Ja, und dann, gerade als er bei Polyphem angelangt war, blieb er stehen! Der Riese erkannte ihn sogleich an der Größe, als er ihm über den Rücken strich.
»Was ist mit dir, mein guter Widder?«, sagte er verwundert. »Du pflegst doch sonst als Erster vor der Herde zu gehen, heute aber bist du der Letzte! Bist du krank oder grämst du dich um das Auge deines Herrn? Oh, hättest du doch Vernunft und Sprache wie ich, so könntest du mir sagen, wo sich dieser elende Niemand mit seinen Gesellen verbirgt und wohin er mir immer ausweicht! Dann gelänge es mir bald, ihn zu fangen, und ich könnte schreckliche Rache an ihm nehmen und so mein verlorenes Auge leichter verschmerzen!«
Odysseus trat kalter Schweiß auf die Stirn, als er das hörte.
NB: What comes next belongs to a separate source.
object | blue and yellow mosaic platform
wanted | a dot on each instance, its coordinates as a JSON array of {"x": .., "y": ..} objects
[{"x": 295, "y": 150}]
Er wagte nicht zu atmen und vor seinen Augen begann sich alles zu drehen. Zugleich fühlte er, dass seine Arme allmählich erlahmten. Wenn der Widder nur noch eine ganz kleine Weile stehen blieb, musste er ihn loslassen und dann … Da ging er endlich und Odysseus hätte vor Erleichterung beinahe laut geseufzt.
Ein Stück von der Höhle entfernt ließ er sich zu Boden fallen und lief eilig, seine Gefährten zu erlösen: Es war hohe Zeit, denn allenthalben trachteten die zusammengebundenen Widder sich ihrer Fesseln und ihrer Last auf die unsanfteste Weise zu entledigen.
»Wir wollen schleunigst zu Schiff gehen, ehe neues Unheil über uns kommt!«, sagte Odysseus und sie trieben die Tiere vor sich her zum Ufer hinab, wo das Schiff noch unter dem überhängenden Felsen lag und die Gefährten sie voll Freude begrüßten.
Freilich brachen sie alsbald in lauten Jammer aus, als sie erfuhren, dass sechs der Ihrigen tot waren.
Aber Odysseus verwies es ihnen streng. »Es ist keine Zeit zu klagen!«, sprach er. »Bringt die Tiere ins Schiff und dann setzt euch sogleich an die Ruder! Mich gelüstet es nicht, noch einen Augenblick länger in diesem Lande zu bleiben.«
Als sie aber etwa in der Mitte der Wasserstraße waren, just so weit, wie eine menschliche Stimme reicht, sah Odysseus den Riesen drüben auf dem Gipfel des Berges hoch über seiner Höhle sitzen. Da packte ihn noch einmal fürchterlicher Zorn über alles, was geschehen war.